Pete Ittersagen

No. 38
- Position: Cornerback

Personal information
- Born: September 28, 1985 (age 40) Wheaton, Illinois, U.S.
- Listed height: 5 ft 10 in (1.78 m)
- Listed weight: 189 lb (86 kg)

Career information
- College: Wheaton
- NFL draft: 2009: undrafted

Career history
- Jacksonville Jaguars (2009)*; Indianapolis Colts (2010)*; Tennessee Titans (2010−2011); Edmonton Eskimos (2012);
- * Offseason and/or practice squad member only

Career NFL statistics
- Total tackles: 4
- Stats at Pro Football Reference

= Pete Ittersagen =

American football player (born 1985)

Peter Ittersagen (born September 28, 1985) is an American former professional football player who was a cornerback in the National Football League (NFL).

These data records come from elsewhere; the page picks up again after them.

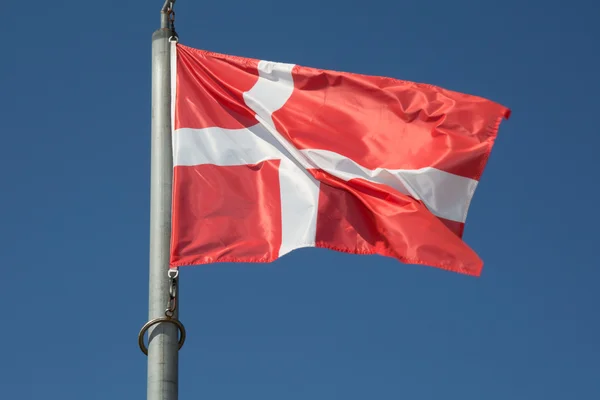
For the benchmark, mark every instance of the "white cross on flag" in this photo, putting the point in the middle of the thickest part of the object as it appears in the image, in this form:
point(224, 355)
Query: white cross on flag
point(272, 157)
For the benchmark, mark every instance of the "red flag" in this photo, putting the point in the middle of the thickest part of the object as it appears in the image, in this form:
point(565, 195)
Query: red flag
point(270, 157)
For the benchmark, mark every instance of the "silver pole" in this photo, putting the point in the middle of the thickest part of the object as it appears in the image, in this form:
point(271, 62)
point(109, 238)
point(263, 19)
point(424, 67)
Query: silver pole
point(162, 338)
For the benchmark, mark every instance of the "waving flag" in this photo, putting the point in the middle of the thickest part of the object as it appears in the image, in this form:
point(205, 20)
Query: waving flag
point(270, 157)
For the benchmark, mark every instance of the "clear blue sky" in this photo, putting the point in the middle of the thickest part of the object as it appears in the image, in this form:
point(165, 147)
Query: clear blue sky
point(319, 325)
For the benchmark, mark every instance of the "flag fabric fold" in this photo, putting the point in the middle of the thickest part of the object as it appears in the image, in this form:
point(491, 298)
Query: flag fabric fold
point(270, 157)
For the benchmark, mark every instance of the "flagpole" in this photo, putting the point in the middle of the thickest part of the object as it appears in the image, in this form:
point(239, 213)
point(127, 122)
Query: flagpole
point(163, 357)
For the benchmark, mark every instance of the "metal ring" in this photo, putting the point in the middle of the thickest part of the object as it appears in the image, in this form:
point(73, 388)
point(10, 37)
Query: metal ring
point(156, 321)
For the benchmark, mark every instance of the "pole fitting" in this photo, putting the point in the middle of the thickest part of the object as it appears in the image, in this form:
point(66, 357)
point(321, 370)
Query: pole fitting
point(167, 16)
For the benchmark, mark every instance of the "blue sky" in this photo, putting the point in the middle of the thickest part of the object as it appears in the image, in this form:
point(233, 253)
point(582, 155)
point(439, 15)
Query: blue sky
point(74, 211)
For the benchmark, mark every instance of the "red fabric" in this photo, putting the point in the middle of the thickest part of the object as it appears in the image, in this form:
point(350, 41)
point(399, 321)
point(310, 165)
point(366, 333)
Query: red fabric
point(228, 213)
point(233, 213)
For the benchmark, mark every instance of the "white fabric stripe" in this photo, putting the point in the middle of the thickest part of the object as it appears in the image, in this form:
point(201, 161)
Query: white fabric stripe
point(445, 195)
point(299, 191)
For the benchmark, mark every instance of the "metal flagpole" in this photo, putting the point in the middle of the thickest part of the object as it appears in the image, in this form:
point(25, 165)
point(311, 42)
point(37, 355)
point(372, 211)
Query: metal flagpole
point(163, 327)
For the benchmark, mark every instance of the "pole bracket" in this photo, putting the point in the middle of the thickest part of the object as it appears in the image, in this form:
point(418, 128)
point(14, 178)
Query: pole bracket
point(158, 320)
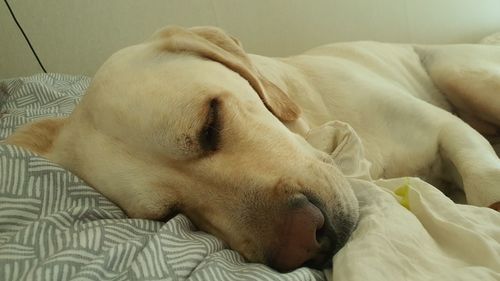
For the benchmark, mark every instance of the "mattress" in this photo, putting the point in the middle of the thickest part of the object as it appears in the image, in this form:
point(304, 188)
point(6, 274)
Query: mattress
point(53, 226)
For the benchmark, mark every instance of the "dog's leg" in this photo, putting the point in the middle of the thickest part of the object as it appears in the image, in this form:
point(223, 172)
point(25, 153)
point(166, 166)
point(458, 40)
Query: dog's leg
point(469, 76)
point(474, 159)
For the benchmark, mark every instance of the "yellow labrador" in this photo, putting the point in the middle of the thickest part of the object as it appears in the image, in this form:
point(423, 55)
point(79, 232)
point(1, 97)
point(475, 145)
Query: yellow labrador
point(188, 122)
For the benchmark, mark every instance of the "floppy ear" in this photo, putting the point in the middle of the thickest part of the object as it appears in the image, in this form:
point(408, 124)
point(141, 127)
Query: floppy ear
point(215, 44)
point(37, 136)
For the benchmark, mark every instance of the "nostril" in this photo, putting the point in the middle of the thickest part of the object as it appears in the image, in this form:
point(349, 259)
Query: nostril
point(300, 236)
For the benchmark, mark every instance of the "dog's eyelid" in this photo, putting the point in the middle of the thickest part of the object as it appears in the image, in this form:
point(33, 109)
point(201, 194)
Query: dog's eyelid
point(209, 136)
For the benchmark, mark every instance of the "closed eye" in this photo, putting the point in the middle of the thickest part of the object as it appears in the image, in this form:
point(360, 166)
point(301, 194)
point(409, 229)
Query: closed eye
point(209, 136)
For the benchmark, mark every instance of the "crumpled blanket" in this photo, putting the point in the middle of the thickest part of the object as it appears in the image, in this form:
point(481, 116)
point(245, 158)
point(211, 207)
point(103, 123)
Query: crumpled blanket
point(55, 227)
point(408, 229)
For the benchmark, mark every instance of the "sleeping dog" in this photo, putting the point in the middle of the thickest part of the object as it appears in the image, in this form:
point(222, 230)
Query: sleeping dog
point(189, 122)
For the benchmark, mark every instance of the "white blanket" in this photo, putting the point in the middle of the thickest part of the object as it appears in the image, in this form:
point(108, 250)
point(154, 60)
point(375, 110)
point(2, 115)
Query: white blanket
point(408, 229)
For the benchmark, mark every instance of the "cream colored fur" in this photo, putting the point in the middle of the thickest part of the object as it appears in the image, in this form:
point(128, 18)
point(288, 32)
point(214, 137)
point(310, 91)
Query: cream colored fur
point(135, 136)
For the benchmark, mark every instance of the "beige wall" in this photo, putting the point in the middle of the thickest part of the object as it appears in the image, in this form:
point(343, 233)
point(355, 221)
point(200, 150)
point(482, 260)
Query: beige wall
point(77, 36)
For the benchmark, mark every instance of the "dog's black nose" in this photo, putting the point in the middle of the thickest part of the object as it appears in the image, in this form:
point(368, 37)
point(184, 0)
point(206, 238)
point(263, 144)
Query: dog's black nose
point(306, 238)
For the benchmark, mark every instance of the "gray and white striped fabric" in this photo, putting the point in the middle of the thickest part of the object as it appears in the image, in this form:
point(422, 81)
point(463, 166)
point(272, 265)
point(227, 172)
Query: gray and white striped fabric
point(53, 226)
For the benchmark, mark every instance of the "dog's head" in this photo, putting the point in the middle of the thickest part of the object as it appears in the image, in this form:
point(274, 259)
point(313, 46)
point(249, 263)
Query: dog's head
point(184, 123)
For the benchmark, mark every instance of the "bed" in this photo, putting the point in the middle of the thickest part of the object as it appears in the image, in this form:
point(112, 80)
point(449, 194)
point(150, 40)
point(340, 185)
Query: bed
point(53, 226)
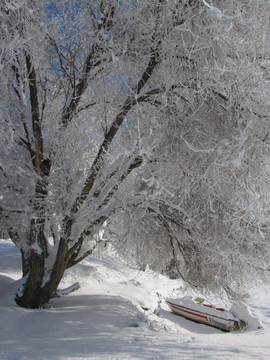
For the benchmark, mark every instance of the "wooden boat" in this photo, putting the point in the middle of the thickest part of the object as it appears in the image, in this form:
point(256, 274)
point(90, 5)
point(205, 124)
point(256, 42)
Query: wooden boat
point(200, 311)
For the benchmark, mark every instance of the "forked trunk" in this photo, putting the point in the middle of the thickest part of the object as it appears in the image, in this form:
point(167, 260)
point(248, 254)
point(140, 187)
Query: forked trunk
point(39, 286)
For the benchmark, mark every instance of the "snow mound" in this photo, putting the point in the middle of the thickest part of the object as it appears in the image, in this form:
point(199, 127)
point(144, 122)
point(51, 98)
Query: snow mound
point(243, 312)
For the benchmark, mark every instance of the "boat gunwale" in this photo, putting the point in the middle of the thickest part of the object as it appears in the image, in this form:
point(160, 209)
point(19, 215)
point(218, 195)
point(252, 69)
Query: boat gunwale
point(200, 312)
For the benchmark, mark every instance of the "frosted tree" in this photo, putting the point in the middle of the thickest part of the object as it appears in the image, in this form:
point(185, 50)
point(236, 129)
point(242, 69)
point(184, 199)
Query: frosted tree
point(148, 120)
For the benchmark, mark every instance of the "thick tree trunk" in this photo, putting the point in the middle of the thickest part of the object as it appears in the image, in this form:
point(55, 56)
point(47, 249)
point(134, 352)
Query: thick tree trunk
point(38, 289)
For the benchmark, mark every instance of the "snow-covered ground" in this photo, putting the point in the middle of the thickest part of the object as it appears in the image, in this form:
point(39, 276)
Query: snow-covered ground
point(112, 316)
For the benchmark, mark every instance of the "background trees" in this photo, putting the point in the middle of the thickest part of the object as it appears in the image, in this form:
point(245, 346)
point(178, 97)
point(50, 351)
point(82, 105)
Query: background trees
point(148, 120)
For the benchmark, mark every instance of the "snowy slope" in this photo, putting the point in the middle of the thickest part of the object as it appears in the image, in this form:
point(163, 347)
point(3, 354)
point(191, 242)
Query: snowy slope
point(112, 316)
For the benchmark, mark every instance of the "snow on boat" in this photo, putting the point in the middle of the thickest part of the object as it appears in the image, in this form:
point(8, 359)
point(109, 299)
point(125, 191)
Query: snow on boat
point(200, 311)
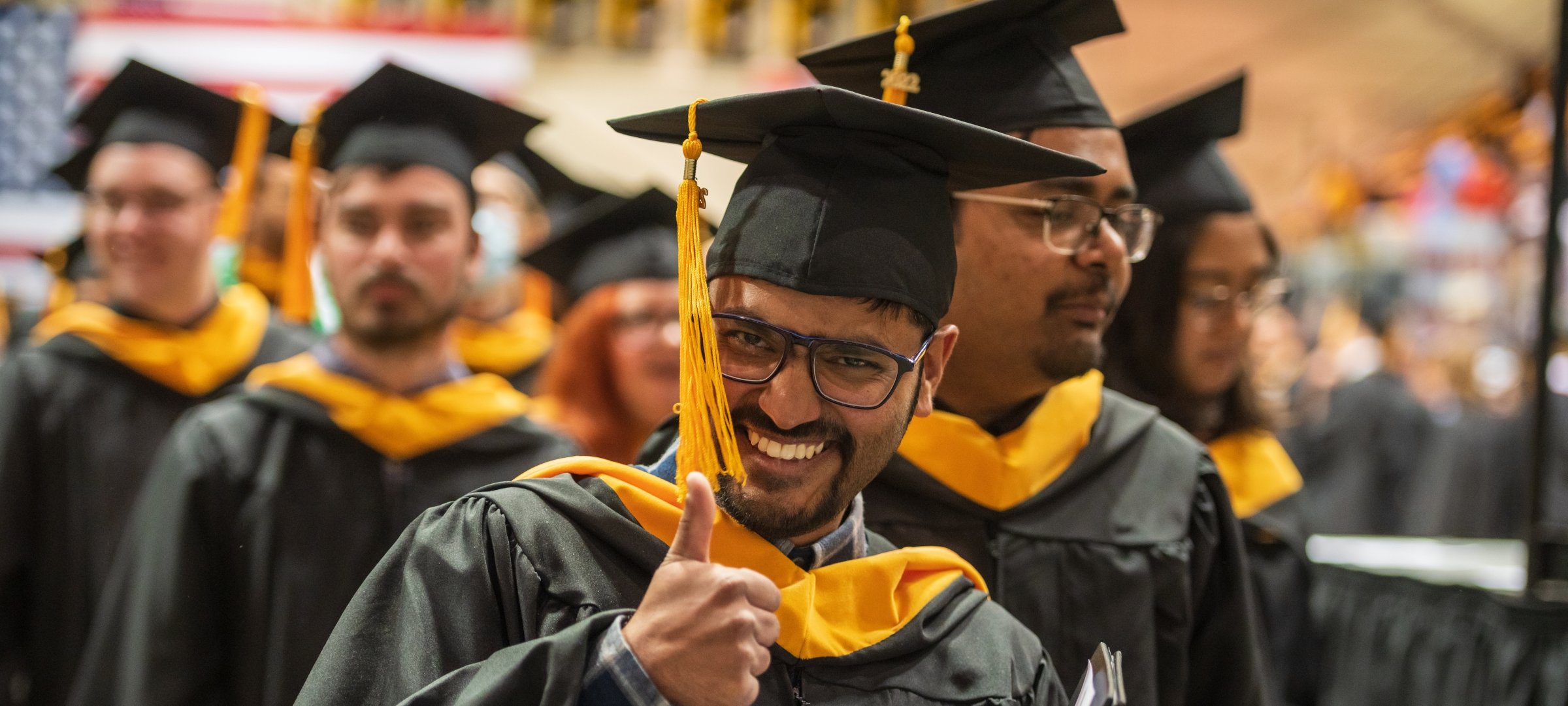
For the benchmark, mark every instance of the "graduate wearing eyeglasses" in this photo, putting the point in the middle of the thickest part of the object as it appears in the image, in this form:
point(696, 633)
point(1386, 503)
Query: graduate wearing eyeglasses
point(1181, 344)
point(108, 374)
point(736, 570)
point(1092, 518)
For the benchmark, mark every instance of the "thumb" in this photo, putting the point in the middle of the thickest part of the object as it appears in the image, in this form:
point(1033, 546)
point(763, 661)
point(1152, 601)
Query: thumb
point(696, 523)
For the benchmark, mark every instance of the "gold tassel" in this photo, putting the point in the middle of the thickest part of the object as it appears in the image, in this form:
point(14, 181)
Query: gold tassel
point(294, 289)
point(248, 145)
point(538, 294)
point(708, 435)
point(900, 82)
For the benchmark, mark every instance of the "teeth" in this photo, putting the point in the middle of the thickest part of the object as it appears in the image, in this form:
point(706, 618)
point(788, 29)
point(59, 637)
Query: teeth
point(788, 453)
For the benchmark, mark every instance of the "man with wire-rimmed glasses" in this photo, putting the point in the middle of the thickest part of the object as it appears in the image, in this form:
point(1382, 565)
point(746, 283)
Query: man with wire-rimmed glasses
point(1094, 518)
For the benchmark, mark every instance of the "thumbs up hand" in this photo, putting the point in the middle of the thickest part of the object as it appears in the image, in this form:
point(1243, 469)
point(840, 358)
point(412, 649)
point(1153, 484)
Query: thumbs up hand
point(703, 631)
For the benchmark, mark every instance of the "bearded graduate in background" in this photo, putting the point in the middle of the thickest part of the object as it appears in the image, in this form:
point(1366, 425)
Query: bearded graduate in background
point(1181, 341)
point(267, 510)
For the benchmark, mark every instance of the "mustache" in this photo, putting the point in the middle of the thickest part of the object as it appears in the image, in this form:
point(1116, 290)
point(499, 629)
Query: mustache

He was signed by the Jacksonville Jaguars as an undrafted free agent in 2009. He played college football for the Wheaton Thunder.

==Early life==
Ittersagen graduated from Wheaton North High School in 2004 and went on to graduate from Wheaton College in 2009.

==Professional career==

===Jacksonville Jaguars===
After going undrafted in the 2009 NFL draft, Ittersagen signed with the Jacksonville Jaguars as an undrafted free agent on April 27, 2009. He was cut on September 5, 2009.

===Tennessee Titans===
Ittersagen was signed by the Tennessee Titans on August 2, 2010. He was cut on August 31, 2010 and re-signed to the practice squad on September 5. He was promoted to the active roster on December 17, 2010.

===Edmonton Eskimos===
Ittersagen was signed by the Edmonton Eskimos on May 29, 2012, but was released with the final roster cuts on June 23, 2012. He joined the Eskimos practice roster on September 6, 2012.

==Personal life==
Ittersagen married Annie Ittersagen (née Torppey), a former Wheaton College student and lifelong Wheaton resident.